1736-02-15, de Voltaire [François Marie Arouet] à — Berger.

Ma santé, qui est devenue déplorable, ne me permet guère, mon cher monsieur, d'entrer avec vous dans de grands détails au sujet de mr le Franc que je n'ai jamais offensé. Il peut, tant qu'il voudra, travailler contre moi & joindre quelques brochures contre un homme qu'il ne connaît pas. Cela ne me fait rien. Sa haine m'est aussi indifférente que votre amitié m'est chère. S'il me hait, il est assez puni par le succès d'Alzire.
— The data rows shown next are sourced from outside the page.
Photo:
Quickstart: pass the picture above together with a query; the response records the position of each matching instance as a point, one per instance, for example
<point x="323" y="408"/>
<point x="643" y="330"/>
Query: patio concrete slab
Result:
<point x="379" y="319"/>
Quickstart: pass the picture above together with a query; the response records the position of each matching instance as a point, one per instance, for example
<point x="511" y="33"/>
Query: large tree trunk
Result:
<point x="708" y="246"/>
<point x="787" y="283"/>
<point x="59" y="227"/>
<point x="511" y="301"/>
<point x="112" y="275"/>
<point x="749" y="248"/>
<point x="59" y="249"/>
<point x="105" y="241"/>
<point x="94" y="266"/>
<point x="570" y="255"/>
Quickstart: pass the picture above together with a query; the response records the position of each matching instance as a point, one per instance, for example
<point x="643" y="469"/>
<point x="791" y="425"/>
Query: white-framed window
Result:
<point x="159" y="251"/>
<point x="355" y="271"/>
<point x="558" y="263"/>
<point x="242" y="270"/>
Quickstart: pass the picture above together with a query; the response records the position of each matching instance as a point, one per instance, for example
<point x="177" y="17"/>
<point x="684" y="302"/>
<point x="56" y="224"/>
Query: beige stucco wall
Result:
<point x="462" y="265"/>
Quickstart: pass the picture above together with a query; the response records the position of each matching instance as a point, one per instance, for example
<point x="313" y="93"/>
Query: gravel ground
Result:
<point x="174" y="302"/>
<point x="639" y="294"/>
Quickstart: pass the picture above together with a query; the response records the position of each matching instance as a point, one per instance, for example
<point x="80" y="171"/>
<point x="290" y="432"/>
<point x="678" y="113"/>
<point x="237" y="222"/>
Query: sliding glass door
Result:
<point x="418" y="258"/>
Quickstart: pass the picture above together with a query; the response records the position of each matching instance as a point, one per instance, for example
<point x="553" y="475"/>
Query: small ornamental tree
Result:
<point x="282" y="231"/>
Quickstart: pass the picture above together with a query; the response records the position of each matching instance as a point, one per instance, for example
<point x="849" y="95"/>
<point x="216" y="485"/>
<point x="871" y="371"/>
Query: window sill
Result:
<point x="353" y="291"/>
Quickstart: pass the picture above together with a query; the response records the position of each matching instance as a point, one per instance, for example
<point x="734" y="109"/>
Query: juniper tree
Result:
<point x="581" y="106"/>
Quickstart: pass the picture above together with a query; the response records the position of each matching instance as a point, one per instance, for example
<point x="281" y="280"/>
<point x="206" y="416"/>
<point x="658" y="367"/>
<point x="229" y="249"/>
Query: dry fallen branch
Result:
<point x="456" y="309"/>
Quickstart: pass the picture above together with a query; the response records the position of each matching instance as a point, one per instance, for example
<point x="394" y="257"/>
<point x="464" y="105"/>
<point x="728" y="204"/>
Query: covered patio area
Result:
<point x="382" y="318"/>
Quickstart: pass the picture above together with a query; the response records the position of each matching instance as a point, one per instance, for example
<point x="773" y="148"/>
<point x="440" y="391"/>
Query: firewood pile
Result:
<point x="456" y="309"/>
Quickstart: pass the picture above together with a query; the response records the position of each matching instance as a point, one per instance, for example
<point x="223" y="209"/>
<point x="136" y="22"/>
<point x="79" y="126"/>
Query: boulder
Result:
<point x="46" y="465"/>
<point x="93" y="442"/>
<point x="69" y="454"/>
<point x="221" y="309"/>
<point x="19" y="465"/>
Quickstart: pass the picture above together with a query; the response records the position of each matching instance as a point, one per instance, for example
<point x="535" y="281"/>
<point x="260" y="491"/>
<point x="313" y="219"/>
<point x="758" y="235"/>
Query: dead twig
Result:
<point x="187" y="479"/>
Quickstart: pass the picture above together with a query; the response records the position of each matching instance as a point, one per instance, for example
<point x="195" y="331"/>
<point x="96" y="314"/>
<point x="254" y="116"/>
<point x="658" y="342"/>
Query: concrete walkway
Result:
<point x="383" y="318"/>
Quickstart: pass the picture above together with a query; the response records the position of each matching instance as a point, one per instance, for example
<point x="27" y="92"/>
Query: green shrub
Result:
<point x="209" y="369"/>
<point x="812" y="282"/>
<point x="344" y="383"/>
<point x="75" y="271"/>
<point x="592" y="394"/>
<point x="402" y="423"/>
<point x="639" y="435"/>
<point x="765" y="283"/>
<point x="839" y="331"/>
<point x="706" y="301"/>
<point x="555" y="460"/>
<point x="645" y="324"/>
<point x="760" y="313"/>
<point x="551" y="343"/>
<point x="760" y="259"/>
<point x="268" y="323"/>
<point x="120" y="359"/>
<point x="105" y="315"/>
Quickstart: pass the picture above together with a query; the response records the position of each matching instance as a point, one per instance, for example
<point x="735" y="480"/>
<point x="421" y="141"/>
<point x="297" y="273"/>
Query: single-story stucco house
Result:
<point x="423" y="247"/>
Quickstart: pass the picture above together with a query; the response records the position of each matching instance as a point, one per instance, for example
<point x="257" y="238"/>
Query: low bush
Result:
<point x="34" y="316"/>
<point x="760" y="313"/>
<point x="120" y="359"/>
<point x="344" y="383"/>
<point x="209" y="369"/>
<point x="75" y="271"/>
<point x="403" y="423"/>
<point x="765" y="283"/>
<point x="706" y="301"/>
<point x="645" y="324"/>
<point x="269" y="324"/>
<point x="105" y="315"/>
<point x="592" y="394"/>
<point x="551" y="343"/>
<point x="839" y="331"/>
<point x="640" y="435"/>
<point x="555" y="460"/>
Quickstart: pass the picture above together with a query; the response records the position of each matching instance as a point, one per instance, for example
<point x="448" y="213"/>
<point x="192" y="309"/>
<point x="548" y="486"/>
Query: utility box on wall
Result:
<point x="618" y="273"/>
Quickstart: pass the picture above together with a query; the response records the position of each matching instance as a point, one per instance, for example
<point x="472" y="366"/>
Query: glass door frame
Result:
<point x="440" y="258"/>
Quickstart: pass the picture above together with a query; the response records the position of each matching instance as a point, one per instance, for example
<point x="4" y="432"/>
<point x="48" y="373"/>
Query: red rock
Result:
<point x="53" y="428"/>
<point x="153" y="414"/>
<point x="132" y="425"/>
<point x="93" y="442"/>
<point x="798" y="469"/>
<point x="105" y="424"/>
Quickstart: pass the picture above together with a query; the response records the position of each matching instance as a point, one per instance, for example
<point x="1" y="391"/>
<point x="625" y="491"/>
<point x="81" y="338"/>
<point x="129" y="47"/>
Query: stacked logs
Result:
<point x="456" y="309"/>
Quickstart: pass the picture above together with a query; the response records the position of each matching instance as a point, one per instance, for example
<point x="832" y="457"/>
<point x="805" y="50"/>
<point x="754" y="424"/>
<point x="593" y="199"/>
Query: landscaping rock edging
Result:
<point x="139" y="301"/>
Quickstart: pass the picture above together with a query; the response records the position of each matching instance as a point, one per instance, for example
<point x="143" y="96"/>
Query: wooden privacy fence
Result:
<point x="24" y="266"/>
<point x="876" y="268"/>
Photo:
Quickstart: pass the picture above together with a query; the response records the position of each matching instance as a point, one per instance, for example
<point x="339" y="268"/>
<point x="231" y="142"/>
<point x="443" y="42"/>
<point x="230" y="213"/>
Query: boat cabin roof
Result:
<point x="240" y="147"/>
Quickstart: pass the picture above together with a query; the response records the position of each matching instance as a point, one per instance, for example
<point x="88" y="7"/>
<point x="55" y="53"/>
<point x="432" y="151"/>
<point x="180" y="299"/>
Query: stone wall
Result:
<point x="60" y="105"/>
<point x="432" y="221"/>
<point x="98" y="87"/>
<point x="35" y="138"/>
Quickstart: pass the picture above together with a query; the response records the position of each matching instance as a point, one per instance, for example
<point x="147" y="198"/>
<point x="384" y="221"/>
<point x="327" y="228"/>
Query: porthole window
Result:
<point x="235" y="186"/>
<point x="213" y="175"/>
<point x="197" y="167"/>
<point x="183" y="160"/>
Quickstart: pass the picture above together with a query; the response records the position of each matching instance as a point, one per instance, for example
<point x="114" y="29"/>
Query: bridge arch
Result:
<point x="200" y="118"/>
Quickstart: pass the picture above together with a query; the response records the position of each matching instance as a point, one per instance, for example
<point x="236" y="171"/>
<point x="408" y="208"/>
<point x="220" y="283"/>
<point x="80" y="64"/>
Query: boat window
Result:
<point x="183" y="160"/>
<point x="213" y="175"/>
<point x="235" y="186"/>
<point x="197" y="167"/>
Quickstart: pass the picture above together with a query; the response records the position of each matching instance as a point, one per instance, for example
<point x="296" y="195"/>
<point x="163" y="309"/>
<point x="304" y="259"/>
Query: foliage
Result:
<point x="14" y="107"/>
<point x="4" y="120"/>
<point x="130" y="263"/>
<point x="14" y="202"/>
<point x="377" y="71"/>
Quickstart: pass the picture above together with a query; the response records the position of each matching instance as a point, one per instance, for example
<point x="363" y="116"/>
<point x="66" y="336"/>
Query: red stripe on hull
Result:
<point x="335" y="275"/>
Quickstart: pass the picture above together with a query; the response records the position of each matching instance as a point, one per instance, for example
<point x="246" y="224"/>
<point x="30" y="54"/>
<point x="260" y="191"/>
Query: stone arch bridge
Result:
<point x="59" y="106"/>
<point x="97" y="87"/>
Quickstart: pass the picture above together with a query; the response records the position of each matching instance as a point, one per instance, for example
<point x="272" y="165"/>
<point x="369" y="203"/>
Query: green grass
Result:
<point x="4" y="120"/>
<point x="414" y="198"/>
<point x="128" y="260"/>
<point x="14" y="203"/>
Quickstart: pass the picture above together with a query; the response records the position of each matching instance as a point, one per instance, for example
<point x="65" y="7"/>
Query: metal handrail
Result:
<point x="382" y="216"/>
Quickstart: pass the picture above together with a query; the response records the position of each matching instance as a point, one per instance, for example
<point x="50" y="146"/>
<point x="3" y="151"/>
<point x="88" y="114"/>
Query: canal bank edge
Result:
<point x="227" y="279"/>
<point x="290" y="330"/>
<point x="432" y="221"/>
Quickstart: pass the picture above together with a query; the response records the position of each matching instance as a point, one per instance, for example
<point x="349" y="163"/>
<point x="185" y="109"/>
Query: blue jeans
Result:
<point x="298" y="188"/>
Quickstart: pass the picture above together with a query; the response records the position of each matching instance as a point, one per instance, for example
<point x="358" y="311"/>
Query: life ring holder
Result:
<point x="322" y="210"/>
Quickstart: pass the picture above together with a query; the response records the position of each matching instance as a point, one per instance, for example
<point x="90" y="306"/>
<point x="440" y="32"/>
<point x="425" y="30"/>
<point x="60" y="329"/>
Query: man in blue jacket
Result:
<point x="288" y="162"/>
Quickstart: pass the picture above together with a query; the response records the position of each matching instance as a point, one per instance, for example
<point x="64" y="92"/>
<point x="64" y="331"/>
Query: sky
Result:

A lui permis de se venger en tâchant de la décrier.

Quant à l'argent que me devait ce pauvre mr de la Clede, je trouve dans mes papiers (car je suis homme d'ordre, quoique poète) que je lui avais prêté par billet trois cents livres que le libraire le Gras m'a rendus, & le lendemain je lui prêtai cinquante écus sans billet. Si vous pouviez en effet faire payer ces cinquante écus, je prendrais la liberté de vous supplier très instamment d'en acheter une petite bague d'antique & de prier mr Berger de vouloir bien la porter au doigt pour l'amour de mr de la Clede & pour le mien. Ce mr Berger est un homme que j'aime & que j'estime infiniment & je vous aurais bien de l'obligation si vous l'engagiez à me faire cette galanterie. C'est un des meilleurs juges que nous ayons en fait de beaux arts.

Qu'est devenue la mascarade de Servandoni? On dit qu'Alzirette est de le Franc. Je suis trop languissant pour vous en dire davantage.